A maior vítima dessa iniciativa não é o ator, mas sim o primeiro ato, que é uma verdadeira prova de resistência para o público, que é obrigado a assistir a uma história de origem de Robert Oppenheimer sendo narrada tal qual a de um super-herói sombrio.

Passada a primeira hora maçante, Oppenheimer acha seu ritmo e consegue chamar atenção para o drama exibido em tela.

Quando parte para Los Alamos, Nolan nomeia Ludwig Göransson como seu maestro, e entrega em tela uma verdadeira ópera atômica, capaz de deixar o público inclinado na poltrona com as notas apreensivas da trilha sonora e, com o espetáculo visual da fotografia deslumbrante assinada por Hoyte Van Hoytema.

Reprodução/Universal Pictures

Os efeitos práticos impressionam e funcionam lindamente, de forma que não existem dúvidas de que Oppenheimer já é um grande favorito ao Oscar de efeitos visuais, mesmo que a premiação ainda esteja a meses de acontecer.

Apesar de som e imagem serem protagonistas, os diálogos também têm o seu destaque, afinal, a narrativa do filme é totalmente apoiada neles. Neste quesito, Nolan fez um trabalho competente, mesmo que enviesado pela biografia de Robert Oppenheimer assinada por Kai Bird e Martin J. Sherwin.

Se os diálogos são destaques, parte do mérito está nos trabalhos de Cillian Murphy, Emily Blunt, Matt Damon, Robert Downey Jr. e Alden Ehrenreich, que estão brilhantes e imersos na proposta filosófica e densamente política da narrativa.

Quanto ao elenco secundário, na maior parte das vezes funciona de maneira muito interessante, e vale o destaque para Ben Safdie e Rami Malek, que participam de alguns dos momentos mais importantes e tensos da narrativa.

Cientistas de Oppenheimer
Reprodução/Universal Pictures

O mesmo não pode ser dito de Florence Pugh, que manda muito bem em sua atuação, mas é extremamente subutilizada pelo Nolan, que comete o pecado de desenvolver a personagem da atriz como um simples “objeto”.

No mais, Oppenheimer é um filme que repete os vícios narrativos e a personalidade criativa de seu diretor, de forma que é errôneo dizer que seja o mais diferente feito por ele. Pode ser o mais lento, ou que menos tem ação, mas ainda assim, é claramente algo com sua assinatura.

Nolan geralmente é o cineasta que faz filmes para adolescentes se acharem muito inteligentes. Não é diferente com este aqui, aliás, é possível dizer que estamos diante do que mais tem êxito nessa proposta.

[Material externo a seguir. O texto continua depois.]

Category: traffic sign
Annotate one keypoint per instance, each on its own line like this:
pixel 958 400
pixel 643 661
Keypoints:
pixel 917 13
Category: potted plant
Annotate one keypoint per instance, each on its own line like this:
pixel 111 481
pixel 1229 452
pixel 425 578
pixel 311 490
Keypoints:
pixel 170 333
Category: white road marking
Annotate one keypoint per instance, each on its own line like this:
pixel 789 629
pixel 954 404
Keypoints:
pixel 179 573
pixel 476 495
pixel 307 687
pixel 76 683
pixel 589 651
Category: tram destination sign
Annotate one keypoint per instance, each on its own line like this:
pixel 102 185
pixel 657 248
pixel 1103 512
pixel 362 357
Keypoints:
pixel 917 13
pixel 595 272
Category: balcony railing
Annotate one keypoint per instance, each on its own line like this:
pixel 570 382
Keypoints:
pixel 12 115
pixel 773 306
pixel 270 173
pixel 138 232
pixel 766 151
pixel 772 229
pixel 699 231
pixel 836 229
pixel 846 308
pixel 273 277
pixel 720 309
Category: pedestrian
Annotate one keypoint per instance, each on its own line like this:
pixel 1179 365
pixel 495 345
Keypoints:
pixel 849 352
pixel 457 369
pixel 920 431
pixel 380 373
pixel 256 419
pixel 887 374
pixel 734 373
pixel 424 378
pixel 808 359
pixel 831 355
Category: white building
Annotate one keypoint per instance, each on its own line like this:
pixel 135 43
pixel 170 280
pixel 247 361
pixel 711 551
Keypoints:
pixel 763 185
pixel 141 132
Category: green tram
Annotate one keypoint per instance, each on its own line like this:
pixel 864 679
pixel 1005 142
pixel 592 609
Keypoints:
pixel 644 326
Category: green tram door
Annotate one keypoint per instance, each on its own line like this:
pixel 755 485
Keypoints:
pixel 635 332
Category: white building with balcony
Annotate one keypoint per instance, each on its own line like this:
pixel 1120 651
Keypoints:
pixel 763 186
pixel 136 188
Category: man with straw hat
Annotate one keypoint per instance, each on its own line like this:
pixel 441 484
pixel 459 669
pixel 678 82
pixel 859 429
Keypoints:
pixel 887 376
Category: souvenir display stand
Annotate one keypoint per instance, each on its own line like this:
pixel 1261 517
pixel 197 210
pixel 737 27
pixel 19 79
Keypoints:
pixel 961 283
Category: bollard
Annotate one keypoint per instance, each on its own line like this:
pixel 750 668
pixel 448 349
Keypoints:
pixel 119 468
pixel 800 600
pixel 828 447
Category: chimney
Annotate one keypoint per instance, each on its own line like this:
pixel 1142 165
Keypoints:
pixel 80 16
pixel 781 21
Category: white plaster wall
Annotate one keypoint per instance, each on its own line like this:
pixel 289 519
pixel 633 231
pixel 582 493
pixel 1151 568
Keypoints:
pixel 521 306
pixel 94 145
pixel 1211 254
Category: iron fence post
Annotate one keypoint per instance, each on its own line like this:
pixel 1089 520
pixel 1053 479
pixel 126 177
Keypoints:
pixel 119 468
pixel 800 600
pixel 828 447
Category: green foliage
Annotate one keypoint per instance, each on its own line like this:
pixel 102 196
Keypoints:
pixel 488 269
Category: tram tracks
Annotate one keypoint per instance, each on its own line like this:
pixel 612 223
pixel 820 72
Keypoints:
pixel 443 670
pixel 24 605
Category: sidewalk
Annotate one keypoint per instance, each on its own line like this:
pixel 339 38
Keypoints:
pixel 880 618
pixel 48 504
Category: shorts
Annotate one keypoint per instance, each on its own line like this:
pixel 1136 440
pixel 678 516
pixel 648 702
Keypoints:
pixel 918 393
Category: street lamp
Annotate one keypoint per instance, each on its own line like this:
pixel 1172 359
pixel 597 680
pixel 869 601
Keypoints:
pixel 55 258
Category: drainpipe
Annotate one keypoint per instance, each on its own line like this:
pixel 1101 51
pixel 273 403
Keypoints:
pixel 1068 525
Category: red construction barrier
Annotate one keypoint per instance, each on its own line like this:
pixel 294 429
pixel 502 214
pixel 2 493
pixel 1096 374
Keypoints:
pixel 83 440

Reprodução/Universal Pictures

Em síntese, dizer que Oppenheimer é um dos melhores filmes de Christopher Nolan seria forçar uma barra. Dá para se discutir, inclusive, que tem sido bastante superestimado pelas reações preliminares. Mas, de fato, estamos falando de mais um ótimo trabalho de um grande diretor, que com certeza vale a pena ser assistido na maior tela possível.